Well, here we are in the greatest season of the greatest sport in the world. My Mets are favorites to win the NL pennant, and the performance of rookie starter John Maine in Game One was truly inspiring. His gutsy performance against a red-hot Dodger team represented all that I love about baseball: determination, concentration, patience, poise and grace.
But the Mets are one of eight great stories. The Dodgers, a team left for dead early in the year, feature two amazing come-back stories in Greg Maddux and Nomar Garciaparra – the White Sox and Met fan in me loves the sound of Cub fans crying over these ex-Cubs’ new bouts with success. The other two NL teams are less inspiring this year; the Cardinals nearly matched the 1964 in folding down the stretch, and the Padres look about as uninteresting as the mediocre team that won the mediocre NL West last year. Yes, the Pads are better. But sorry Joe and the other folks out in San Diego, I won’t miss their inevitable early exit from the playoffs.
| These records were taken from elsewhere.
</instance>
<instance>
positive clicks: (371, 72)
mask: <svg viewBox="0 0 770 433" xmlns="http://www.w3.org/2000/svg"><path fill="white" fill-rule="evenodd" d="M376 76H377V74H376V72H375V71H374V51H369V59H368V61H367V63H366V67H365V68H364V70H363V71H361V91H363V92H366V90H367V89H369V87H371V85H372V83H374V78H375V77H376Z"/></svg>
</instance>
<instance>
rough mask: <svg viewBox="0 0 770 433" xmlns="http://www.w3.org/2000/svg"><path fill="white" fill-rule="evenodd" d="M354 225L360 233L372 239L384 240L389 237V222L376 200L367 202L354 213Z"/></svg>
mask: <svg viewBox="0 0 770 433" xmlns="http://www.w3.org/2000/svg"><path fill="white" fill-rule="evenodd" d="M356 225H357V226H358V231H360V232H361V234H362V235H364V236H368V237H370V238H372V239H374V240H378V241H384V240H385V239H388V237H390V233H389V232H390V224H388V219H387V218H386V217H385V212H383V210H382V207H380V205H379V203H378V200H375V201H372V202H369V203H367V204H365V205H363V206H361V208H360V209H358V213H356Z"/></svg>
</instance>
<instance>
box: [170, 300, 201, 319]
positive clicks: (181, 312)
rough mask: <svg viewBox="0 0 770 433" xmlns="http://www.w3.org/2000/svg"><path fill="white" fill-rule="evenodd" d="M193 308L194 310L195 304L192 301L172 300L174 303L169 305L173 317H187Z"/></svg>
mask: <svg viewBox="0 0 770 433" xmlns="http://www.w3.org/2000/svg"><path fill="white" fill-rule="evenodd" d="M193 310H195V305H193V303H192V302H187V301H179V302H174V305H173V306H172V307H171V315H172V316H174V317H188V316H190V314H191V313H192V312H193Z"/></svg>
The American League brings us even more drama, none greater than the Yankees and the rags-to-riches Tigers. I live in Michigan, and this state has seen genuine hard times lately. But one thing Michiganders can rally around these days is the Tigers. Three years ago they lost 119 games. Now they’re two wins away from knocking off a superlative Yankee team and advancing to the ALCS. It truly is a great American story; Jim Leyland rescues an underperforming team from former team hero Alan Trammell, and gets them to play to their potential. It’s been frustrating as a White Sox fan chasing them all year. But they are my favorite on the AL side this post-season. The Yankees need no introduction, except to say that this is one of the most hitting-rich Yankee teams I’ve ever seen. Fortunately for the fate of civilization, their pitching is less impressive. And pitching wins championships. I should add that the Yankee lineup is patient and professional. But with the exception of Derek Jeter, it is also filled with primadonnas and pansies. Pitch them hard and inside and they will fold, just like they did last year. They’ll crush a finesse pitcher like Nate Robertson or Kenny Rogers. But a Justin Verlander or Jeremy Bonderman will shut them down. Of the last two teams, we have the great counterexamples to high-price baseball. The bargain basement Oakland Athletics and Minnesota Twins win every year with homegrown talent, shrewd general managership, and solid fundamental play. But I must confess: I hate the Minnesota Twins, even if they do play the “right” way. I’d like to see Oakland finally break through and win a series. Also, I love seeing Frank Thomas make a difference in October.
So, let this be a thread to discuss all things October baseball. This really is a special time of year. Play ball!